Our limited pediatric experience of Ross after TAVR removal shows decreased overall morbidity (although a similar incidence of heart block and mitral intervention) and mortality. The reasons for these different experiences are speculative but likely related to the lack of pediatric preoperative comorbidities and anatomic substrate.
Our programmatic approach to aortic valve disease has evolved. Historically, referrals for TAVR were sent directly from referring cardiologists to an interventional cardiology team without surgical consultation. Recently, a multidisciplinary valve clinic was initiated where all patients undergo echocardiograph and computed tomography evaluations with both a cardiologist and surgeon meeting with the family to decide the best course of treatment. To date, our program has implanted 35 TAVR valves in pediatric patients (including 13 valve-in-valve and 22 native outflow track) and our short-term results have been reported.
We currently do not have any long-term data about the durability of the TAVR valve in children and cannot make a more meaningful long-term comparison of TAVR versus Ross.
To date, we have explanted 10 TAVR valves; 5 patients received the Ross operation (1 was a TAVR valve-in-valve in a bioprosthetic valve and the fifth occurred after this report was written). In addition, 2 patients had a tissue AVR, 2 patients had a mechanical AV, and 1 patient required a ventricular assist device and transplantation. Two patients developed endocarditis requiring TAVR removal.
Pitfalls
All of our patients had mixed AI/AS with large and pliable annuli compared with adults with mostly AS and calcified annuli. Despite this, we encountered challenges separating the TAVR from the mitral valve apparatus in all cases. Due to incomplete somatic growth, the TAVR implantation was commonly more proximal to protect the coronaries rendering the sealing cuff of the TAVR adhered to or closely abutting the anterior leaflet of the mitral valve. After the first explant we have started to transect the TAVR stent longitudinally to release tension and wrapping the remaining stent around a clamp has resulted in no mitral injuries. In contrast to adult series, our avoidance of self-expanding TAVR valves has allowed for safe coronary button harvesting and no ascending aortia damage during prosthesis removal. However, in patients who received a TAVR in the native outflow track, we experienced aortic annular damage during removal. In such cases, additional hemostatic sutures were placed through the native remnant of the aortic wall and the autograft annulus for support.

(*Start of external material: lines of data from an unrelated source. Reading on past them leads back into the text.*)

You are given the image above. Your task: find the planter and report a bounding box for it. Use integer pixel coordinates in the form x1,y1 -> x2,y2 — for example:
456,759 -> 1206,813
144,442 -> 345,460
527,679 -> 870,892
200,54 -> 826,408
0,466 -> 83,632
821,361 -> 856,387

Although of interest, our objective is not to report on a comparison of TAVR versus Ross AVR in a pediatric population. Such an analysis will require longitudinal data and follow-up. That being said, our surgical bias and concerns for TAVR outcomes led to the creation of a valve clinic as described and in turn has lent to an exponential growth in our Ross program.
Conclusions
The Ross operation can be safely performed after TAVR removal with good short-term outcomes in pediatric populations. Although mortality was low following Ross after TAVR removal, similar morbidities and technical challenges exist as in adult populations and more experience will be required to make meaningful comparisons.

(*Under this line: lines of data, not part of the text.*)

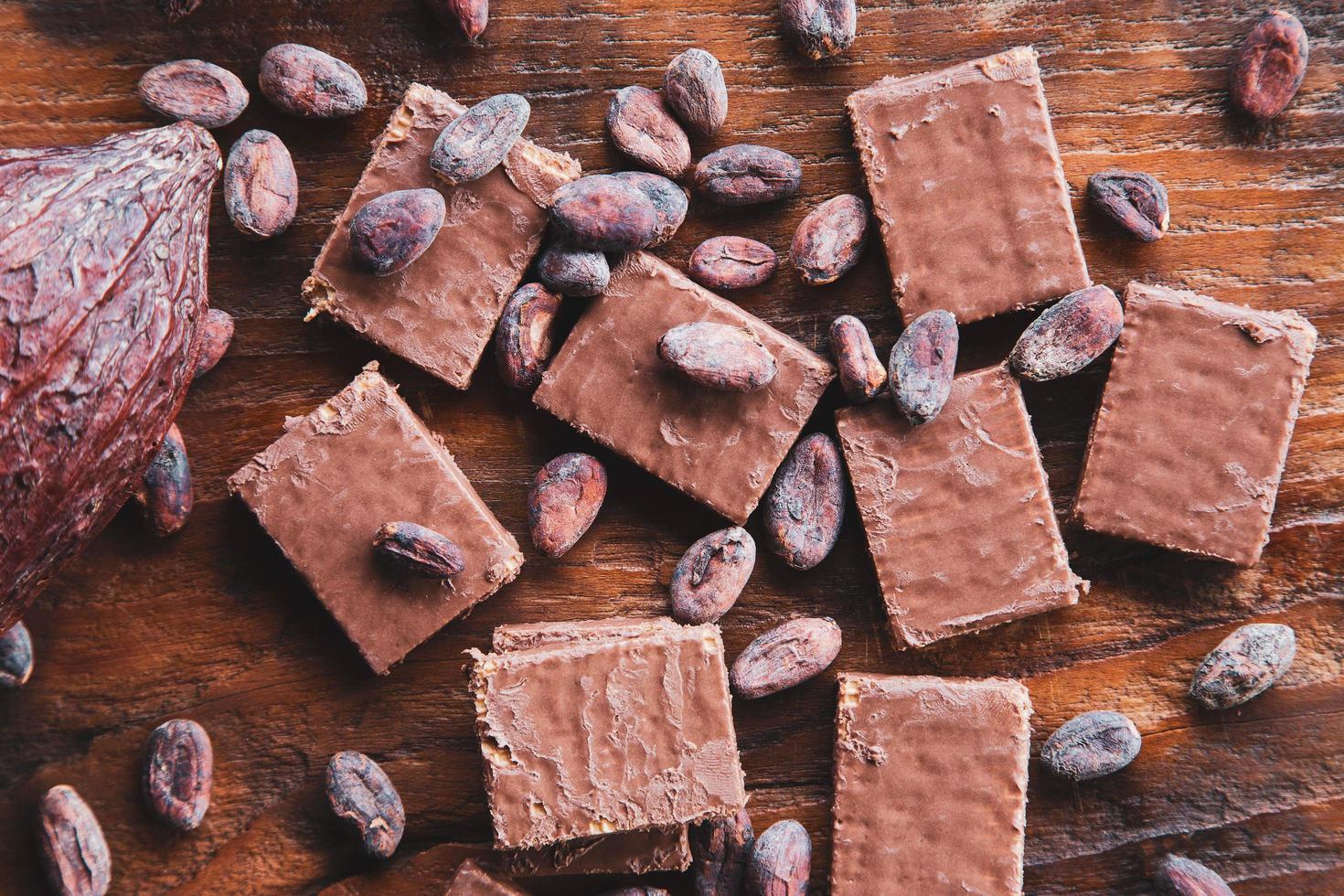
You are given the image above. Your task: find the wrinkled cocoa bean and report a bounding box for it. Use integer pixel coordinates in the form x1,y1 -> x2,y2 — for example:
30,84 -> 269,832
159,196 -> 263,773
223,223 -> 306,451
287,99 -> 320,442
257,43 -> 368,118
1040,709 -> 1144,781
429,92 -> 532,187
658,321 -> 778,392
527,453 -> 606,559
140,719 -> 215,830
887,310 -> 960,423
669,525 -> 755,624
1008,286 -> 1125,383
694,144 -> 803,206
1189,624 -> 1297,709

Figure E1Preoperative echocardiography of a transcatheter aortic valve replacement (TAVR) valve before removal and Ross operation. A, Color showing moderate paravalvular leak. B, Anatomical proximity of TAVR stent to the anterior leaflet of the mitral valve.
Disclosures: The authors reported no conflicts of interest.
The Journal policy requires editors and reviewers to disclose conflicts of interest and decline handling or reviewing manuscripts for which they have a conflict of interest. The editors and reviewers of this article have no conflicts of interest.